2 Filet Mignon ( or your beef of choice), cut into pieces
1 8-10 oz block of Gorgonzola Cheese, crumbled

1 pint of Heavy Cream
1-1/2 Cups of milk
2 Table Spoons of Flour
1 Stick of Butter
1 cup shredded Parmesan Cheese
Freshly Ground Pepper
1 small Onion, minced
2 tablespoons of Garlic
2 tablespoons of Fresh Chopped Basil
1 box Linguine Pasta
1 package of Baby Portabella Mushrooms, washed sliced
3 tablespoons Olive Oil
Lawry's Seasoning Salt

Melt butter in a large saucepan , once melted whisk in flour and keep whisking constantly until smooth. Keep whisking in the heavy cream, bring to a boil, and keep whisking for about 3 minutes or more, until sauce thickens. Add and milk and continue to whisk at medium heat. Add Garlic and freshly chopped basil, dried is also fine if you don't have fresh on hand! Crumble the Gorgonzola, add in parmesan cheese and stir into the sauce until combined, and sauce is thick, and set on back burner with the heat off.
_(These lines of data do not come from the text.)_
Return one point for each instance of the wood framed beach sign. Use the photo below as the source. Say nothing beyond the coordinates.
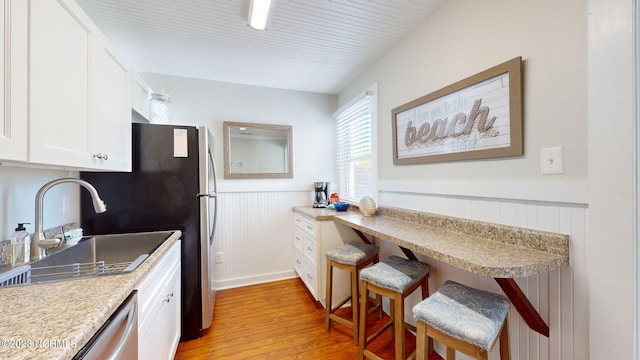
(475, 118)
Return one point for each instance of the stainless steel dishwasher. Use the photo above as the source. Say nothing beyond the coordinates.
(118, 337)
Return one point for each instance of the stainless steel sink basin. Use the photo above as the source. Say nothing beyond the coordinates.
(95, 256)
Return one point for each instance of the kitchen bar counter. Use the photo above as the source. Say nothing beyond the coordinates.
(487, 249)
(55, 320)
(505, 253)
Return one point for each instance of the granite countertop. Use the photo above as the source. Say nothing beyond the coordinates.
(55, 320)
(323, 214)
(485, 249)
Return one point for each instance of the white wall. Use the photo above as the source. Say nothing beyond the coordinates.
(255, 226)
(466, 37)
(610, 246)
(462, 39)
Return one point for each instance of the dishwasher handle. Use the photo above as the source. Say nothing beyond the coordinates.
(126, 334)
(118, 338)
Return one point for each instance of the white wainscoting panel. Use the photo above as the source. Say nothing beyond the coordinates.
(255, 236)
(560, 296)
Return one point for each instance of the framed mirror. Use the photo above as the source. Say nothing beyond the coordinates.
(257, 151)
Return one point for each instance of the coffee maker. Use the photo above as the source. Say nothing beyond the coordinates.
(321, 194)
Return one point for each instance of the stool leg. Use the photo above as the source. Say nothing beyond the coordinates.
(355, 304)
(398, 325)
(505, 353)
(362, 338)
(425, 294)
(327, 320)
(421, 341)
(451, 353)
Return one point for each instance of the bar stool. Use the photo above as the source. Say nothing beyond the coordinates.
(395, 278)
(350, 257)
(464, 319)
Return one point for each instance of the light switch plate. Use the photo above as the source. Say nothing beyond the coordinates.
(551, 161)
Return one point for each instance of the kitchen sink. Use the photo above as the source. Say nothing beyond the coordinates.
(93, 256)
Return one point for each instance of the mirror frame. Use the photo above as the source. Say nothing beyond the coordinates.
(228, 125)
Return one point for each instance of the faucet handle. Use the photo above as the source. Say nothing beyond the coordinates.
(50, 243)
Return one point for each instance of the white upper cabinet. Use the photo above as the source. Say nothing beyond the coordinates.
(13, 101)
(79, 97)
(79, 92)
(110, 124)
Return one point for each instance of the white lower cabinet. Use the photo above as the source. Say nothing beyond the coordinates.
(159, 308)
(311, 240)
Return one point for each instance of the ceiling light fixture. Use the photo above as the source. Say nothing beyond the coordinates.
(258, 12)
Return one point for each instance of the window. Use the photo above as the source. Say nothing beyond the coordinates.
(355, 149)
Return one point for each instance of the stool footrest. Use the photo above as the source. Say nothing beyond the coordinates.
(340, 304)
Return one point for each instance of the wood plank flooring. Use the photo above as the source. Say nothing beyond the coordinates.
(278, 320)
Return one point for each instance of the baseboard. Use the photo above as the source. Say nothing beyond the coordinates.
(253, 280)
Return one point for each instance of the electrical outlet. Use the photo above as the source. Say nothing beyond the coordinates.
(65, 205)
(551, 162)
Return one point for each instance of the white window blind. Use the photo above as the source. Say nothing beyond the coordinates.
(354, 151)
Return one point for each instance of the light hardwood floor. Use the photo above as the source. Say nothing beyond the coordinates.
(278, 320)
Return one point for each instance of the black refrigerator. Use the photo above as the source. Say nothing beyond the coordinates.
(172, 186)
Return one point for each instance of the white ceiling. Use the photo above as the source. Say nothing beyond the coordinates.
(309, 45)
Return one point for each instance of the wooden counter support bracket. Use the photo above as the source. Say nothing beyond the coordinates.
(523, 305)
(361, 236)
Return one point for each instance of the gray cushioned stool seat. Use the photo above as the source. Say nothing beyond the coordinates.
(352, 253)
(462, 312)
(395, 273)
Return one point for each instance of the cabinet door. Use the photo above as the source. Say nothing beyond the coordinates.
(110, 121)
(60, 41)
(171, 315)
(149, 332)
(13, 76)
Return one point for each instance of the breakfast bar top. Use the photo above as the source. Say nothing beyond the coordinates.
(482, 248)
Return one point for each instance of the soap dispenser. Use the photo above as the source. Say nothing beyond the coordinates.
(21, 243)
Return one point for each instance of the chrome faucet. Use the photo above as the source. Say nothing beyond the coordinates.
(40, 243)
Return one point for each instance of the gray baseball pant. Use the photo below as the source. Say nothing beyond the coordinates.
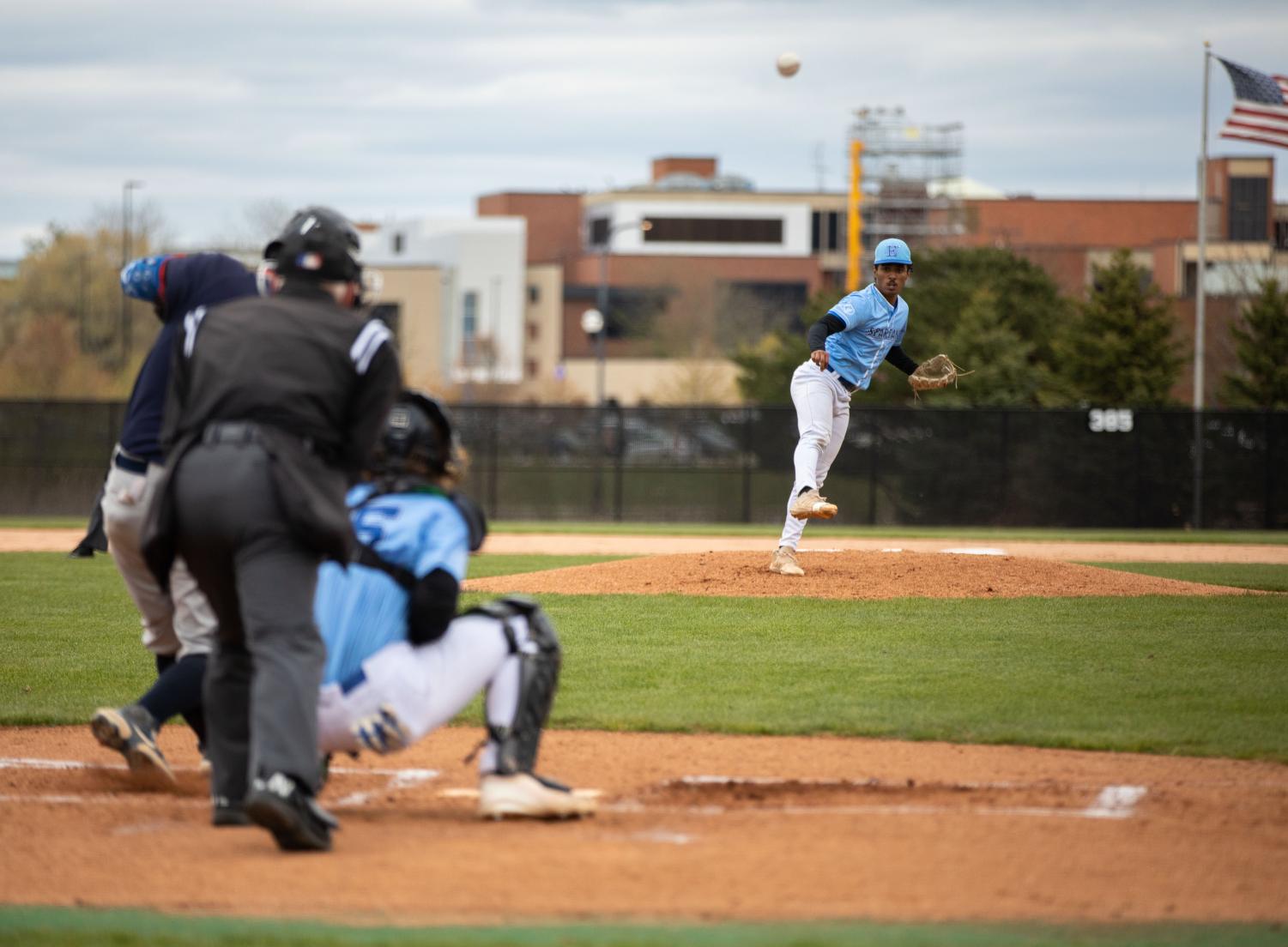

Boil water for pasta, cook according to directions and drain.

In another pan, add olive oil, tenderloin pieces and onions. Sprinkle Lawry's seasoning salt over the meat. Cook for about 3 minutes, and add onions and mushrooms and cook for another 5 minutes or until done. Add the steak and mushrooms to the gorgonzola sauce, warm up if needed, and add to linguine. Garnish with parmesan and bail, and freshly ground pepper :) Enjoy!